# Anyone go to the Show This Past Weekend?



## SuckLead (Jul 4, 2006)

In Raleigh. Probably not and apparently no one else did, either. I popped in on Sunday and first of all it didn't fill the entire building, and second it was strangely devoid of customers. There was maybe 200 people or less when I went in. I knew it was a bad sign when I found a parking spot almost right outside the door. Talked to one vendor for a few minutes and he said he hadn't sold a thing the whole weekend. 

Prices were good, I walked out with a butt load of ammo at an amazing price (save the 7.5x55 stuff, that was a little higher than usual, but I made a killing of .45s). Got real cheap Glock factory magazines. Guess they were just trying to unload.


----------



## bruce333 (Sep 1, 2006)

Who's got money with 3 teens to buy Christmas presents for. Not to mention the usual stuff to pay for, braces, car insurance, and the big one FOOD!

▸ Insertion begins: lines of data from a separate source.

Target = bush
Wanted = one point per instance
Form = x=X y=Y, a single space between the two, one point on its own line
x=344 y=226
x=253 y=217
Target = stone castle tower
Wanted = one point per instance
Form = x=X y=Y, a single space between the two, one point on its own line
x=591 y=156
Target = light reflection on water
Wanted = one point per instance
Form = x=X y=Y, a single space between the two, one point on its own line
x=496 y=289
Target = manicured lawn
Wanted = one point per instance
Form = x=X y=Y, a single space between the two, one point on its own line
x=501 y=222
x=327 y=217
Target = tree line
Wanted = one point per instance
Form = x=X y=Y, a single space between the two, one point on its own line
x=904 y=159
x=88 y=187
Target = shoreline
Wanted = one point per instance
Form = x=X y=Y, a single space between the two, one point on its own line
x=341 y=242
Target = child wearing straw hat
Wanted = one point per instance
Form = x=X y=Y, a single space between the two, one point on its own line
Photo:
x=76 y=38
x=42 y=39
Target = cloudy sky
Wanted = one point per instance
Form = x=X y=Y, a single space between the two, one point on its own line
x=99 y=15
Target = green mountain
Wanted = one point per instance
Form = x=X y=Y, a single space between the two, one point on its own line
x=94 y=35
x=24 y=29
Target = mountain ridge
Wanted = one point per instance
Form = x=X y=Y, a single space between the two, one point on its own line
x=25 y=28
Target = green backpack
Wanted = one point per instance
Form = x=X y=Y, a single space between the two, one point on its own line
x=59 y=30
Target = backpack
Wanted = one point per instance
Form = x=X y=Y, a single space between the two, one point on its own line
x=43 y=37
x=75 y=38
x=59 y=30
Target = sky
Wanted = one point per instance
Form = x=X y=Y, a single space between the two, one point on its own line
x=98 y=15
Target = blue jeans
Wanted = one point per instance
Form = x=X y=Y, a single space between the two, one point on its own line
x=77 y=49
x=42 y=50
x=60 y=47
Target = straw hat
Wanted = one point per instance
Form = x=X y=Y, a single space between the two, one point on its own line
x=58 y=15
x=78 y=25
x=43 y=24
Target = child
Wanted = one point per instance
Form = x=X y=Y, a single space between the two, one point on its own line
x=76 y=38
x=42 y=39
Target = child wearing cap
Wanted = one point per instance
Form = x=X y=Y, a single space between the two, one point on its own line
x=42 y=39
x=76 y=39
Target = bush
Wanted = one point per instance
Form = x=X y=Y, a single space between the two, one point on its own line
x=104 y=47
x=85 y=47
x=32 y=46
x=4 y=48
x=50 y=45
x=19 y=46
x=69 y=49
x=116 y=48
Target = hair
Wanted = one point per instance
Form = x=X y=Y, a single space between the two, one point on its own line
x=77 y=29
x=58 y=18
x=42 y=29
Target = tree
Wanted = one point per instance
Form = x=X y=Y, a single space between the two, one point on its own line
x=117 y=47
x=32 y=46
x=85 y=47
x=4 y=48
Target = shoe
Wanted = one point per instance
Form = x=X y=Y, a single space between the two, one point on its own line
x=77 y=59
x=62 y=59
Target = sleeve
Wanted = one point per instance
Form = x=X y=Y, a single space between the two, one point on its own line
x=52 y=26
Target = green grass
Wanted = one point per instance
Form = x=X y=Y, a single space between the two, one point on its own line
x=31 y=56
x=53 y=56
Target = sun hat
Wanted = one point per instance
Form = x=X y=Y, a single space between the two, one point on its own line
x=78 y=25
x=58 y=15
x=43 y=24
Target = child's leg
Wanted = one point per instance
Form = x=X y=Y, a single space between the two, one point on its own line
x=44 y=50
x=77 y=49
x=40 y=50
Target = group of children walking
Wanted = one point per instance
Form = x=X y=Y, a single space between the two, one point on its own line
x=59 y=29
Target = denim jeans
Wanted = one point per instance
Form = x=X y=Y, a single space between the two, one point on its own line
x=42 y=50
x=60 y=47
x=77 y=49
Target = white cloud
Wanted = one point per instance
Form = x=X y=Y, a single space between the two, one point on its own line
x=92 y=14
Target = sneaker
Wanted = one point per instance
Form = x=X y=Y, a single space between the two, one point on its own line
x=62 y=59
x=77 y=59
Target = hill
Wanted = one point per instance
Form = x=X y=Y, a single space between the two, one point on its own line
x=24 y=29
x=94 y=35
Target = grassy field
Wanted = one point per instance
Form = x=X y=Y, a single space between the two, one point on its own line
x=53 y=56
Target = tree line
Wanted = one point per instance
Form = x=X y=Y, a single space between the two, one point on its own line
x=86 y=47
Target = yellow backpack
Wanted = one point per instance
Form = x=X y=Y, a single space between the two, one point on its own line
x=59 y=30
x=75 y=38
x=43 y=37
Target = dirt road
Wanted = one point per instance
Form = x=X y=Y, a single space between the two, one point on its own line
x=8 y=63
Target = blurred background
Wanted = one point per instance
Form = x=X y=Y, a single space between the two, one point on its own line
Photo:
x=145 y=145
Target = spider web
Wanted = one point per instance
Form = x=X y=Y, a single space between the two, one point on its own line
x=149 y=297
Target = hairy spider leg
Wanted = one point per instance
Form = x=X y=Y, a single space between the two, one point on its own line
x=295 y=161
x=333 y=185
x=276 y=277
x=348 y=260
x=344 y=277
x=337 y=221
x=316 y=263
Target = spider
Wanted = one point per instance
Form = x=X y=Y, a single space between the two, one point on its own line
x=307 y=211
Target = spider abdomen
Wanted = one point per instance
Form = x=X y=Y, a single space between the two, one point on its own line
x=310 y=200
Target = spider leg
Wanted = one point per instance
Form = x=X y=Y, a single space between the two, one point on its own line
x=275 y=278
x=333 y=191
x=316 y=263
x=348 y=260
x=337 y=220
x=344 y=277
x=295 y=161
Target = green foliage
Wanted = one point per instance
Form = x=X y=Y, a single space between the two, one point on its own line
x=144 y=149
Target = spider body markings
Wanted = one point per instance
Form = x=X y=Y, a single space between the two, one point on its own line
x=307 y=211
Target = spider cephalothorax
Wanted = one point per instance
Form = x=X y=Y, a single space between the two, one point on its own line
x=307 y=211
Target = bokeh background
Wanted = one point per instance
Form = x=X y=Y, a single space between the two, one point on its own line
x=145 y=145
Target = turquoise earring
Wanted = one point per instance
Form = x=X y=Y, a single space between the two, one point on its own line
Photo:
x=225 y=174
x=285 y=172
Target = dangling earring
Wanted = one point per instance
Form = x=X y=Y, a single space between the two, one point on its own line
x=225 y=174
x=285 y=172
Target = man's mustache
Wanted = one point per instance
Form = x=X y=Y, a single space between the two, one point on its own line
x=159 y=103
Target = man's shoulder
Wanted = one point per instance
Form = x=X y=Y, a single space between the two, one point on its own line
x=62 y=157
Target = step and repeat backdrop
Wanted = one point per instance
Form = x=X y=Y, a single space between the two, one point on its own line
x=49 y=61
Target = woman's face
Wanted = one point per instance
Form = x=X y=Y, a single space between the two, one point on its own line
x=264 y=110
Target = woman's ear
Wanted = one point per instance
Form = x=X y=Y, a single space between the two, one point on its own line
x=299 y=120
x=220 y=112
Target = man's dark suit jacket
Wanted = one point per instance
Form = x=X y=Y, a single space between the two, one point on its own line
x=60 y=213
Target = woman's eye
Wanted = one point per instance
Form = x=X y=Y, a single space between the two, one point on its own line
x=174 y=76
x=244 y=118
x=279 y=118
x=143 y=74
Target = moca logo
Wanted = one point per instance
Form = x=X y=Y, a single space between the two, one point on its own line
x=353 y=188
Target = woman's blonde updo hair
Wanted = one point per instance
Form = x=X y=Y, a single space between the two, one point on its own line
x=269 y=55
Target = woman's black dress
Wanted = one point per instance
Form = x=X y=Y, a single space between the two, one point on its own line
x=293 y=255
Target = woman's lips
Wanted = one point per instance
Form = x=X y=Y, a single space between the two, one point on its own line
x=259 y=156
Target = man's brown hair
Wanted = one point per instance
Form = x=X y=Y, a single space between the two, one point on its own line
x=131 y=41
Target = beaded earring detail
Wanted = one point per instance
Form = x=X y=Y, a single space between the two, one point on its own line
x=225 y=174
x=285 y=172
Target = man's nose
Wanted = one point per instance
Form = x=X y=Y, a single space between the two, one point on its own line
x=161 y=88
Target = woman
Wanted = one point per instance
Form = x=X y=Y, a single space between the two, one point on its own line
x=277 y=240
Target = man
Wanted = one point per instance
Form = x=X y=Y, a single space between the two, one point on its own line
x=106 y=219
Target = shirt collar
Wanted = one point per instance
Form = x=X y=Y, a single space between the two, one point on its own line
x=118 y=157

I could've used some more .45, oh well...


----------



## Dynamik1 (Dec 23, 2007)

I would have loved to have gone - this is the first I had heard of the show. I guess I should poke my head up and look around more frequently!


----------



## diggity (Dec 17, 2007)

I went, Saturday. Not enough handgun selection or amount for me. Prices on what was there was fairly high for what I am looking for.

ohh well, there is always Jan shows in Raleigh.


----------



## Dynamik1 (Dec 23, 2007)

Do you know dates/loc for Jan raleigh show?


----------



## bruce333 (Sep 1, 2006)

I don't see a schedule for the C&E shows yet (promoter for the last show), probably will be in between the Dixie shows at the fair grounds.

The Carolina Trader shows are : Old North State Antique Gun and Military Antiques Show

Jan 5-6 Raleigh, NC State Fairgrounds www.thecarolinatrader.com
Jan 19-20 Raleigh, State Fairgrounds, Jim Graham Bldg A:$8, Dixie Gun Shows 
May 3-4 Raleigh, State Fairgrounds, Jim Graham Bldg A:$8, Dixie Gun Shows 
May 31-Jun 1 Raleigh, NC State Fairgrounds www.thecarolinatrader.com
Aug 9-10 Raleigh, State Fairgrounds, Jim Graham Bldg A:$8, Dixie Gun Shows
Sep 27-28 Raleigh, NC State Fairgrounds www.thecarolinatrader.com
Nov 22-23 Raleigh, State Fairgrounds, Jim Graham Bldg A:$8, Dixie Gun Shows


----------